8:00 PM, 20th March, 2010
Nowhere Boy held the honoured position of closing the Canberra International Film Festival in November 2009. It was only the second screening of the movie – so a real coup for Canberra.
The movie captures the moment when a teenage John Lennon declares that he is going to form a rock ’n’ roll band and how he discovers local lads Paul McCartney and George Harrison in his own backyard of Liverpool, England.
More importantly, the movie is about the tug-of-love triangle between a teenage Lennon (Johnson), his guardian and aunt (Scott Thomas) and his biological mum (Duff) who abandoned him as a five-year-old child. As fate would have it, ten years later Lennon re-discovered his mum living but a few blocks away. It is his mum who brings the energy, vibrancy and freedom of rock’n’roll into his life – and the rest is a wonderful chapter in the pages of rock music history.
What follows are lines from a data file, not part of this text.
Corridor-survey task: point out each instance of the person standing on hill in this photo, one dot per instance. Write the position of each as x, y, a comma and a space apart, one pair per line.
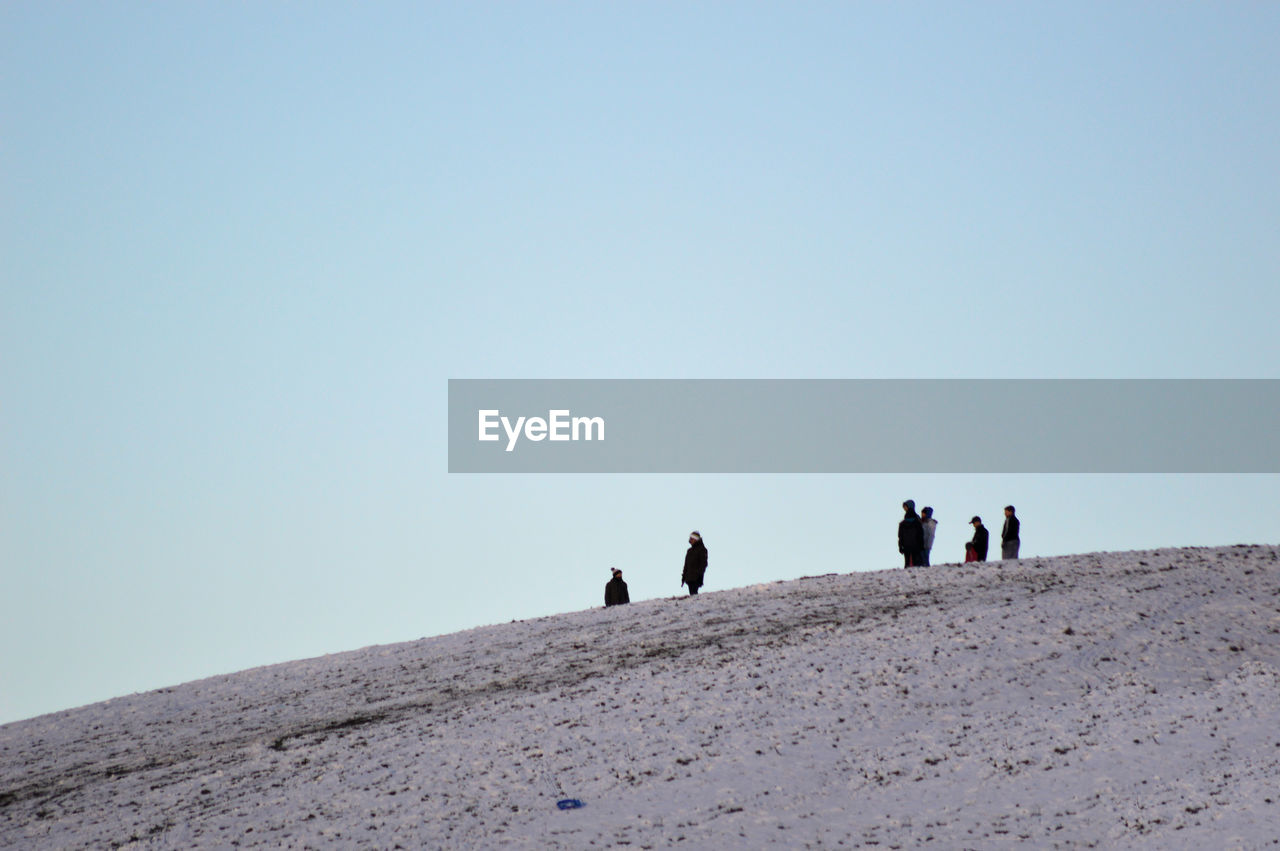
931, 526
695, 563
1009, 539
979, 543
616, 590
910, 536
For those interested in the music of The Beatles, there are pleasing mementos of songs scattered within the movie. For those not so interested in The Beatles per se, as a cinematic experience Aaron Johnson does an excellent job portraying the complexity of John Lennon’s character. And his buff body is pleasing to the eye, although contrary to my own pre-conceived image of John as a scrawny kid. I suppose it can’t hurt to… imagine?
Karl Dubravs
9:52 PM, 20th March, 2010
Because of his reputation – as a left-wing director making socially conscious films about the urban poor – I’m always a little apprehensive walking into anything by Ken Loach. But each time the film itself has been a pleasant surprise – especially so in this case.
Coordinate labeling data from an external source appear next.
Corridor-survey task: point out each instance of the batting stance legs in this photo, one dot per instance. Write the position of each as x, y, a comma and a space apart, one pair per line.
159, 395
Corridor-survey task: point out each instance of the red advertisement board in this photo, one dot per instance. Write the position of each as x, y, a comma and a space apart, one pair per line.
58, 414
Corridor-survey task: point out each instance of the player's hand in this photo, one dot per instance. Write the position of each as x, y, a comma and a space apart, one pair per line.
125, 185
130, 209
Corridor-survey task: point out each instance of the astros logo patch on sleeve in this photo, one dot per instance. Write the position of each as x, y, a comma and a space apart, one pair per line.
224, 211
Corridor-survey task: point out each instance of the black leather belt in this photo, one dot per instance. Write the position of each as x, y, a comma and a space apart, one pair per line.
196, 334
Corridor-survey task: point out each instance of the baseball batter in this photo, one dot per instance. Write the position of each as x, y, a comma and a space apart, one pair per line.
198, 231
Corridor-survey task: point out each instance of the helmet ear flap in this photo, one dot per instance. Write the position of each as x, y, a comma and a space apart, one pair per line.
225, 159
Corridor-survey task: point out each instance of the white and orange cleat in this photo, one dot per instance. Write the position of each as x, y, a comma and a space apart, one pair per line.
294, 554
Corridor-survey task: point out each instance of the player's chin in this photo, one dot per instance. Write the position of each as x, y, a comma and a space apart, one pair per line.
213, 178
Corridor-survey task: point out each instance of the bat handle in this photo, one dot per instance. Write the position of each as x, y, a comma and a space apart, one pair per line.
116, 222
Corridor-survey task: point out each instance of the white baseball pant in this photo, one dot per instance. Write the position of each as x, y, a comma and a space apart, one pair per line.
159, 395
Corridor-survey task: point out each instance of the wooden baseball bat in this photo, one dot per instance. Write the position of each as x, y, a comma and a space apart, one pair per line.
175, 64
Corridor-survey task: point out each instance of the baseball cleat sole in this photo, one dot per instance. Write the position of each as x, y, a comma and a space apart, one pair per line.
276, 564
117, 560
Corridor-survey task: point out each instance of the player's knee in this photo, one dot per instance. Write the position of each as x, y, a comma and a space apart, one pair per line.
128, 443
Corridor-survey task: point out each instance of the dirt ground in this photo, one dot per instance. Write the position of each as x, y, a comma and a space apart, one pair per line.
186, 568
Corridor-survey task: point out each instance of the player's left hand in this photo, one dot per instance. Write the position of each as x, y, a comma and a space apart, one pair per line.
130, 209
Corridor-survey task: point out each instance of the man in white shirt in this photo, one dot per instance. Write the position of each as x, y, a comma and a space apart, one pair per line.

We open looking at a worn-out man in a complete state of mental breakdown, driving round and round a traffic island until he crashes. The man is Eric (Evets), at the lowest point in his life. His ex-wife rightly holds him in contempt; his daughter is continually let down by him; his two sons, with two different mothers (both long gone), seem to have nothing in common with him but his house and are drifting into a life of petty crime; and he just can’t cope. He has nowhere to go but up – but he has to work on that, because there’s no guarantee he’ll go anywhere.
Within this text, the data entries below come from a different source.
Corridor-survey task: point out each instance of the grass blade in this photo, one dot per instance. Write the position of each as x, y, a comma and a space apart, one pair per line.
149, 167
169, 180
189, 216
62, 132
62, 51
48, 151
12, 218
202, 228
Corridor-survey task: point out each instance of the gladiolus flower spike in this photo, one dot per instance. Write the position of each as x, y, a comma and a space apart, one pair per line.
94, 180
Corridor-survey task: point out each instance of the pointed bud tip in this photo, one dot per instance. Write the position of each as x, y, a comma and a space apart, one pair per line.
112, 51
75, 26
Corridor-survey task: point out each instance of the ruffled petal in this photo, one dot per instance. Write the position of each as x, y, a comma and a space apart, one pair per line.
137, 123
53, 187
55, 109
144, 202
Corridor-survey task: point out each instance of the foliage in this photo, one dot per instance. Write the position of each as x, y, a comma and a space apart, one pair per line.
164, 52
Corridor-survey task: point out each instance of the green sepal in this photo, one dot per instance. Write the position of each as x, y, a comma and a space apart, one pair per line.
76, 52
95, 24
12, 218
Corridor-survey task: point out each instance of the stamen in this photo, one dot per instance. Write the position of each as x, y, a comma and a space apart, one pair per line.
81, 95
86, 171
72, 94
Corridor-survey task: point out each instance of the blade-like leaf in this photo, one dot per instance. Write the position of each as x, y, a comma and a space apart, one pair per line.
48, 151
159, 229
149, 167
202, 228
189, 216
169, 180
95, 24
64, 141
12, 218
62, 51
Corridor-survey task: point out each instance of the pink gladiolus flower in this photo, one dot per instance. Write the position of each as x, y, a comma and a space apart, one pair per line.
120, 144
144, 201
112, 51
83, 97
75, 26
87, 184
His way out of the hole he’s dug himself into is an odd one: he has recurring hallucinations of his hero, Manchester United football legend Eric Cantona, (played with irresistible charm by himself) who appears out of nowhere to give hope, advice and the occasional kick in the pants.
What starts as a depressing case study of an apparent loser turns out to be the story of someone completely turning his life around – a film so optimistic it soars. By the end we’re surprised to find that Eric not-Cantona is someone whose company we actually enjoy.